I need to get the string between the " statements (user name), but I don't know how to do it.
I tried something like this /#("(.*)"|(.[^ ]*))\s*/ but it works wrong
First off, one possible regular expression that grabs the data you need is #"(.+?)", which matches any data within quotes preceded by #, and captures the data inside. Now that you've added the regex you've tried, I'm betting that the issue is that your expression is greedy: the regex engine tries to grab the longest match possible, so returns all of #"user name". Where are you from, #"user name". Adding the ? makes the expression lazy, so it will grab the shorter match.

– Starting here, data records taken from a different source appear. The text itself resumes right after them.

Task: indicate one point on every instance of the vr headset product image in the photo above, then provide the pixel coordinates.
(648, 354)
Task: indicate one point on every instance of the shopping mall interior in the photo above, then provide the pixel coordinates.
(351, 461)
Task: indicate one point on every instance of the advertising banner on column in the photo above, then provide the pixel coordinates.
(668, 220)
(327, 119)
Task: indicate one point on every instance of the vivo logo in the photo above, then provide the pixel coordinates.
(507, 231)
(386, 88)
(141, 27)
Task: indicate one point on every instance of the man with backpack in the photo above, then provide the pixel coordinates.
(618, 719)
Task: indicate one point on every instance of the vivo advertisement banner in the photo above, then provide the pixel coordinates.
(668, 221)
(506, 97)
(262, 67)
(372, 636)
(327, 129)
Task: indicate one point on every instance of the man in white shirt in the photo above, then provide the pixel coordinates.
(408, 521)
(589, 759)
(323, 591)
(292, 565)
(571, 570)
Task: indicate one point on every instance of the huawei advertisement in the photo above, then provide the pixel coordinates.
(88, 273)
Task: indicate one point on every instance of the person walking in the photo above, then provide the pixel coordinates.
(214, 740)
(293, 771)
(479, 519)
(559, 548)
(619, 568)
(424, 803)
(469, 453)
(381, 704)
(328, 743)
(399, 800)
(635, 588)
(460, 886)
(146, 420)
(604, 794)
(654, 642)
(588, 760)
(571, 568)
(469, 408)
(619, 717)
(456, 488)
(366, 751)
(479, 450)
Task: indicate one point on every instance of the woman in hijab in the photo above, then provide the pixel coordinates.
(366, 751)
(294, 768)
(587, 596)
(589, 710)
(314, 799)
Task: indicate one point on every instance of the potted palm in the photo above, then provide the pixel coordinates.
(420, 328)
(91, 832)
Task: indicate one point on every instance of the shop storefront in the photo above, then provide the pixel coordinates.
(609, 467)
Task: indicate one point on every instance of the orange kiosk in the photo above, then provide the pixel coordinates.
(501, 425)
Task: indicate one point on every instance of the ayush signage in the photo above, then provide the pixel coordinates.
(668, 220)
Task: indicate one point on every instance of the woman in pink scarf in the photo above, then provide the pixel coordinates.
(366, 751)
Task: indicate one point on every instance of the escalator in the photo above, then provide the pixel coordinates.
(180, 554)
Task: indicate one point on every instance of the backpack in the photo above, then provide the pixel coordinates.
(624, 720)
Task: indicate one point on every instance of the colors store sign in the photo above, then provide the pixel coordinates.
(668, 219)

Since you're interested in the content inside, I'm guessing that your final goal is to replace those strings with various types of user data dynamically, so one approach would be preg_replace_callback:
function user_data($matches) {
$key = $matches[1];
// return the user data for a $key like "user name"
}
$output = preg_replace_callback('/#"(.+?)"/', 'user_data', $input);
try looking at this: http://www.php.net/manual/en/function.strstr.php you might need to explode the white space after and get the first item from the array as well.
If there is only one #"..." per string, something like this should work
$matches = array();
preg_match("/#\"(.+?)\"/i", $inputstring, $matches);
echo($matches[1]);
Try this, if its not working, just escape " in pattern
/\#\"e\;([\w\s]{0,})\"e\;/